Wu Yanan

Personal information
- Born: November 30, 1986 (age 39) Xi'an, Shaanxi, China
- Height: 1.78 m (5 ft 10 in)

Sport
- Sport: Wushu
- Event(s): Taijiquan, Taijijian
- Team: Shaanxi Wushu Team (-2011)
- Coached by: Xu Yuru

Medal record
Representing China
Men's Wushu Taolu
Olympic Games (Unofficial)
| Gold medal – first place | 2008 Beijing | Taijiquan+Taijijian |
World Games
| Gold medal – first place | 2009 Kaohsiung | Taijiquan+Taijijian |
World Championships
| Gold medal – first place | 2007 Beijing | Taijiquan |
| Gold medal – first place | 2011 Ankara | Taijijian |
Asian Games
| Gold medal – first place | 2006 Doha | Taijiquan+Taijijian |
| Gold medal – first place | 2010 Guangzhou | Taijiquan+Taijijian |
Asian Championships
| Gold medal – first place | 2008 Macau | Taijiquan |
East Asian Games
| Gold medal – first place | 2005 Macau | Taijiquan |

= Wu Yanan (wushu) =

Chinese wushu practitioner

Wu Yanan (吴雅楠 (Wúyǎnán); born November 30, 1986) is a retired Chinese wushu taolu and taijiquan athlete of Hui ethnicity.

== Career ==
At an early age, Wu was recommended to study taijiquan with the Shanxi wushu team under Xu Yuru. Wu later made his international debut at the 2005 East Asian Games where he won the gold medal in the taijiquan and taijijian combined event. A year later at the 2006 Asian Games, he won the gold medal in taijiquan.
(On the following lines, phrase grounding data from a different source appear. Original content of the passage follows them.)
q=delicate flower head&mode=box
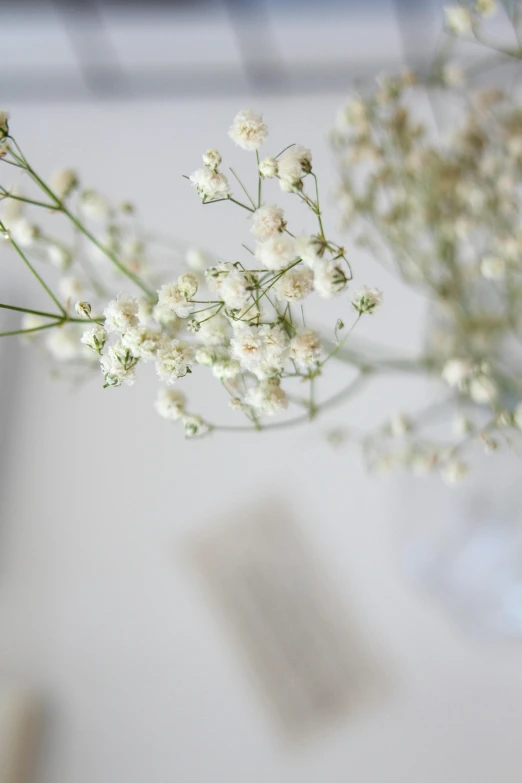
[46,327,80,361]
[441,459,469,485]
[47,243,72,270]
[121,326,162,359]
[288,329,322,369]
[157,281,193,319]
[250,204,286,241]
[313,260,348,298]
[231,324,287,379]
[245,379,288,415]
[475,0,497,17]
[0,110,9,138]
[441,358,473,389]
[155,387,186,421]
[444,5,473,34]
[202,148,222,170]
[352,287,383,315]
[259,156,278,178]
[189,168,231,201]
[75,301,92,319]
[59,276,83,301]
[469,374,498,404]
[183,414,206,438]
[255,233,297,271]
[212,358,241,381]
[278,145,312,190]
[10,218,39,248]
[197,314,229,346]
[177,272,199,299]
[218,266,255,311]
[104,294,139,334]
[295,235,322,267]
[155,340,194,384]
[50,168,78,200]
[80,190,111,220]
[100,341,138,387]
[228,109,268,152]
[21,313,47,340]
[275,265,314,302]
[81,324,107,354]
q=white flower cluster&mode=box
[1,107,380,441]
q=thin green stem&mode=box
[0,191,57,210]
[228,196,255,213]
[229,168,256,210]
[0,302,63,319]
[256,150,262,208]
[1,223,66,315]
[0,321,62,338]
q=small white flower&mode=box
[288,329,322,369]
[469,374,498,404]
[50,168,78,200]
[250,204,286,241]
[59,276,83,301]
[295,235,321,267]
[231,324,287,378]
[176,272,199,299]
[444,5,473,35]
[277,145,312,190]
[202,148,222,170]
[10,218,39,248]
[352,286,383,314]
[275,265,314,302]
[46,327,80,361]
[195,346,215,366]
[183,413,206,438]
[103,294,139,334]
[157,282,192,319]
[441,459,469,485]
[212,358,241,381]
[47,243,72,270]
[189,167,231,200]
[152,303,180,329]
[453,414,473,437]
[255,234,297,271]
[21,313,47,340]
[245,379,288,415]
[75,301,92,319]
[313,260,348,298]
[0,110,9,138]
[219,267,255,311]
[186,247,207,271]
[259,156,278,178]
[155,388,186,421]
[121,326,162,359]
[197,314,229,346]
[228,109,268,152]
[475,0,497,17]
[442,63,465,87]
[81,324,107,354]
[100,341,138,386]
[441,358,473,389]
[155,340,194,384]
[80,190,111,220]
[480,256,505,280]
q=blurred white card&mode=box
[0,683,39,783]
[190,506,375,739]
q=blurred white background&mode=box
[1,2,522,782]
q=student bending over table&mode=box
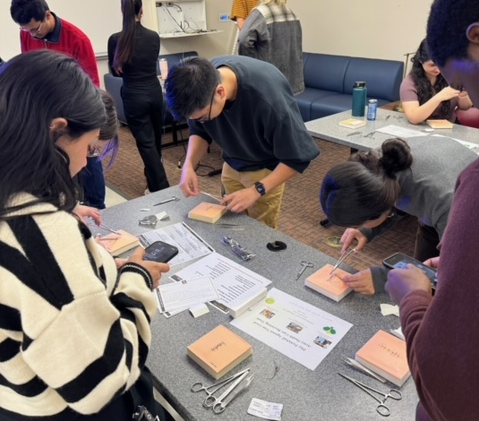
[165,55,319,229]
[400,38,472,124]
[319,136,476,295]
[0,51,172,421]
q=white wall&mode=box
[1,0,435,86]
[289,0,433,62]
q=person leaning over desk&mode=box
[400,38,472,124]
[385,0,479,419]
[165,55,320,229]
[319,136,476,295]
[0,50,172,421]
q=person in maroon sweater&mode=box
[10,0,105,209]
[385,1,479,420]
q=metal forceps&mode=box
[212,373,254,414]
[203,370,249,411]
[328,248,356,280]
[191,368,249,407]
[153,196,180,206]
[338,373,402,417]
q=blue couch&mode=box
[104,51,198,126]
[296,52,404,122]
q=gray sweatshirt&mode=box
[361,135,478,291]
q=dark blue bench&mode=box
[295,52,404,121]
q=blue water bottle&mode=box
[352,81,367,117]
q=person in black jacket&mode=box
[108,0,169,193]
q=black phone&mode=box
[383,252,437,288]
[143,241,179,263]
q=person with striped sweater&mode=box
[0,50,172,420]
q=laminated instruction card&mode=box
[231,288,353,370]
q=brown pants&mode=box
[221,163,285,229]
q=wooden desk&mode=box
[305,108,479,151]
[101,186,418,420]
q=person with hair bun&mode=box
[320,136,476,294]
[400,39,472,124]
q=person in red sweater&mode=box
[10,0,105,209]
[385,1,479,420]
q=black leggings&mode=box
[414,222,440,262]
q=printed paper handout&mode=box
[170,252,271,314]
[140,222,214,266]
[155,276,219,314]
[231,288,353,370]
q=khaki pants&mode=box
[221,163,285,229]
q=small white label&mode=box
[247,398,283,420]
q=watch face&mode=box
[255,182,266,196]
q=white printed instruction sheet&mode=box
[140,222,214,266]
[231,288,353,370]
[375,124,424,138]
[169,252,271,310]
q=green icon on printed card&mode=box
[265,298,275,305]
[323,326,336,335]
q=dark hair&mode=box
[0,50,106,219]
[165,57,220,121]
[113,0,142,72]
[98,90,119,169]
[10,0,49,25]
[427,0,479,67]
[319,138,413,227]
[410,39,450,119]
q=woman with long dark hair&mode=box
[0,50,171,420]
[108,0,169,193]
[400,39,472,124]
[320,136,476,295]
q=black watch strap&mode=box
[254,181,266,196]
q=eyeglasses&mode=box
[192,88,216,124]
[20,18,44,36]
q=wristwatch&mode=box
[254,181,266,196]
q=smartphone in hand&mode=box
[143,241,179,263]
[383,252,437,288]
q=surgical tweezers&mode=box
[329,248,356,279]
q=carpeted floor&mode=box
[104,125,417,272]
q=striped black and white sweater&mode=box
[0,195,157,419]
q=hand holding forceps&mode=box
[191,368,250,408]
[338,373,402,417]
[328,248,356,280]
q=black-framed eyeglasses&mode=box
[192,87,216,124]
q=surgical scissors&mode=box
[328,248,356,280]
[338,373,402,417]
[191,368,250,407]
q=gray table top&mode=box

After winning the gold medal in taijiquan at the 2007 World Wushu Championships, he competed and won at the 2008 Beijing Wushu Tournament the 2009 World Games, and the 2010 Asian Games in the same combined event. His last competition was at the 2011 World Wushu Championships where he won a gold medal in taijijian.